Enquanto campo de estudo, a investigação sobre o sono é tudo menos adormecida: os peritos discordam veementemente de quase todas as teorias propostas, e esta não constitui excepção. Entre outras objecções, os críticos apontam para o facto de os animais adormecidos estarem menos alerta aos predadores do que se estivessem acordados, e que o sono parece servir outras funções essenciais. Alguns estudos sugerem que o cérebro consolida as memórias do dia durante os períodos de sono; outros, que este órgão precisa do sono para consertar danos neuronais.
"A minha teoria pessoal, mais de acordo com a linha predominante, é de que os neurónios precisam do sono como parte do processo de longo prazo" de modificação necessário à aprendizagem, escreveu o especialista Clifford Saper, neurocientista em Harvard, numa mensagem de correio electrónico. Mas, acrescenta, esta teoria e a de Siegel podem não se excluir mutuamente.
Desde logo, o sono não é um estado tão vulnerável como parece. Mesmo a dormir, permanece-se muito sensível a determinados sons, como o choro de um bebé, um baque surdo ou vozes inabituais. E, como diz Siegel, quem está a dormir está menos vulnerável a perigos do que se estivesse na rua a altas horas da noite.
Por outro lado, afirma-se no artigo, tudo indica que nos outros animais a necessidade de dormir diminui drasticamente durante as horas de vigília mais importantes. As orcas migrantes ficam alerta e nadam durante semanas a fio, e os estudos revelam que parecem não estar menos alerta do que quando estão descansadas. Estudos recentes indicam que o mesmo se passa com os pardais-de-risca-branca: quando migram, dormem muito menos do que o normal.
Pense-se no grande morcego castanho, talvez o mamífero que mais dorme. Dorme 20 horas por dia e passa as outras quatro a caçar mosquitos e borboletas nocturnas, ao lusco-fusco e no princípio da noite. "Um grande período de vigília seria uma má adaptação no caso deste animal, já que ficaria exposto a aves predadoras dotadas de melhor visão e capacidade de voo", diz Siegel.
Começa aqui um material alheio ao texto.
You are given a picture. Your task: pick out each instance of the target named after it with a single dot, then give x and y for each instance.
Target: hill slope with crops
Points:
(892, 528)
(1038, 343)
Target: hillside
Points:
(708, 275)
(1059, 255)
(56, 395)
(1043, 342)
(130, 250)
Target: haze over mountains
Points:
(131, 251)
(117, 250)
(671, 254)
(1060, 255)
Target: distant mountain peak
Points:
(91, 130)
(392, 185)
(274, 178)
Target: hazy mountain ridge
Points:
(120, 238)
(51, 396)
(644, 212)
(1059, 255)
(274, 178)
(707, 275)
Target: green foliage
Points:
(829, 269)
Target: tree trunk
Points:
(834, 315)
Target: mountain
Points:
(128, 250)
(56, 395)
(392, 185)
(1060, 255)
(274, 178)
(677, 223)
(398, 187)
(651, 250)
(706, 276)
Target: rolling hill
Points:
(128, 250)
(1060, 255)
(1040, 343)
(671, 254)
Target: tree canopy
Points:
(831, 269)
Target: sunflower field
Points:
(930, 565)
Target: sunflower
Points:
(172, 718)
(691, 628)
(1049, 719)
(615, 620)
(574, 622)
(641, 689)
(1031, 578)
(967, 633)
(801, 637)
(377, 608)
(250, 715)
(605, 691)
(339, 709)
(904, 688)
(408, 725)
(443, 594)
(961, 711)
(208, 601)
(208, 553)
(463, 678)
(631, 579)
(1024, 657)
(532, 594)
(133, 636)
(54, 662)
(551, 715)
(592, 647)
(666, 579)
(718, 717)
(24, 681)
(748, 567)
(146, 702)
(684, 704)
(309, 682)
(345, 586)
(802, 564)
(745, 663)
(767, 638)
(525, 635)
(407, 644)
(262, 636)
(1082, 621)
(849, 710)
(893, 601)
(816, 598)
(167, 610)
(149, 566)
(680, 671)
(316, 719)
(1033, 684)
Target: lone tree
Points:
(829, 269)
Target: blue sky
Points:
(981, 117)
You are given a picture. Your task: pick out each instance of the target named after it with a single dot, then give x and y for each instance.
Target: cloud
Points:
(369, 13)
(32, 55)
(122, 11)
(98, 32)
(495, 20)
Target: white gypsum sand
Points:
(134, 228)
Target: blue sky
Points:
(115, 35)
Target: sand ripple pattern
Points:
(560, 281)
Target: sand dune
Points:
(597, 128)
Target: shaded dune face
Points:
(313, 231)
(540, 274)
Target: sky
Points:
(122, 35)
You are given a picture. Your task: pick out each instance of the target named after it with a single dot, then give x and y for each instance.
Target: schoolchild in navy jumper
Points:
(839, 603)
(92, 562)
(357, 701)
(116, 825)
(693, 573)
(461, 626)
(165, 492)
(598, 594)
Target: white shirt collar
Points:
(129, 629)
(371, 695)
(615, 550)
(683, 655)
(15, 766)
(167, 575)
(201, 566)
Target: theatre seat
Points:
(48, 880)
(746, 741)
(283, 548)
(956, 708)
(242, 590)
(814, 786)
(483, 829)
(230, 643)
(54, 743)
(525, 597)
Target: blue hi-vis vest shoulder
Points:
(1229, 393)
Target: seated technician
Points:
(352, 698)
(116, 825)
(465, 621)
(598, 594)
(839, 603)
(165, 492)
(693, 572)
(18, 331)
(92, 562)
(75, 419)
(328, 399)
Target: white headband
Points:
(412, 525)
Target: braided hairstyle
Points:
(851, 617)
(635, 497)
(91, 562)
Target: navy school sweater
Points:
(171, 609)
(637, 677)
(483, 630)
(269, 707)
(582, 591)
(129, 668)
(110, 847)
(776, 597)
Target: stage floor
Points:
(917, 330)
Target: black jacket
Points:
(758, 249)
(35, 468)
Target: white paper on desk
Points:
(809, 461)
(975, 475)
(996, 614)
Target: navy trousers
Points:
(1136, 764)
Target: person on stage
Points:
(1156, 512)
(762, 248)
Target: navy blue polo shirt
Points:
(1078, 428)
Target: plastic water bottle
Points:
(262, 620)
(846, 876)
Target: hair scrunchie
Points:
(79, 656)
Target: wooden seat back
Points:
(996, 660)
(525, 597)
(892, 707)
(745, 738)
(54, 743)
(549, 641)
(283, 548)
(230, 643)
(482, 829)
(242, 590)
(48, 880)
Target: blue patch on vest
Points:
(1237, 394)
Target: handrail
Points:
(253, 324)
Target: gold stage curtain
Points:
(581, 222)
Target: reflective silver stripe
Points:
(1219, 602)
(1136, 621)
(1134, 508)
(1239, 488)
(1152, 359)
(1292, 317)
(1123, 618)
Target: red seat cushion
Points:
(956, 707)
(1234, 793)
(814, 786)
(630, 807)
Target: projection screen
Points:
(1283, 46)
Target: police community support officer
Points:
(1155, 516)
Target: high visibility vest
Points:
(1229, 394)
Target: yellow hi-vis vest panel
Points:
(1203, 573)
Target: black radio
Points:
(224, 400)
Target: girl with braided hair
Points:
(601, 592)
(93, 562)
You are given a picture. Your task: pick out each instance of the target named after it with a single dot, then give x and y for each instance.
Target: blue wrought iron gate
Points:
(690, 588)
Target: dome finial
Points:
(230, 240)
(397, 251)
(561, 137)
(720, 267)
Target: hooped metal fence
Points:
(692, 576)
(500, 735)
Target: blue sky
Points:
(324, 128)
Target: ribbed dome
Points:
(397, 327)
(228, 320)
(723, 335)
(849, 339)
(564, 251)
No homem, é sabido que a qualidade do sono muda com a idade, indo desde os longos e profundos sonos da primeira infância aos períodos muito mais leves, com interrupções frequentes e muito mais curtos (cinco a seis horas) a que os idosos chamam "uma noite de sono". Os médicos debatem há muito se os idosos sofrem de privação de sono ou se precisam simplesmente de menos horas de descanso.
Ainda na opinião de Jerome Siegel, é tudo uma questão de compensação: os idosos já não têm necessidade, como as crianças, de crescer, o que exige sonos profundos e prolongados, e podem ter mais necessidade e capacidade de fazerem coisas para si próprios.
Em suma, quando têm necessidade disso, os animais dormem, independentemente da presença ou da falta de condições ideais. Consoante o animal, um longo período de vigília pode ou não ser seguido de um longo sono reparador.
A teoria corrobora o que as pessoas já suspeitavam acerca dos madrugadores e dos noctívagos: estão mais alerta quando são naturalmente mais produtivos. E podem sentir-se exaustos se os horários de trabalho não forem coincidentes.
Nada do que se disse acima implica que um bom sono é desnecessário nem que não existem diversos problemas de sono. É necessário, sim, e existem problemas. Mas a teoria sugere que um período de insónias pode não ser sinal de desequilíbrio ou de doença. Partindo do princípio de que o sono evoluiu até se tornar o gestor de tempo por excelência, o facto de se estar cheio de energia às 2 da manhã pode querer dizer que há muito trabalho útil a fazer. Será então tempo para desligar as repetições de séries televisivas e atirar-se a ele.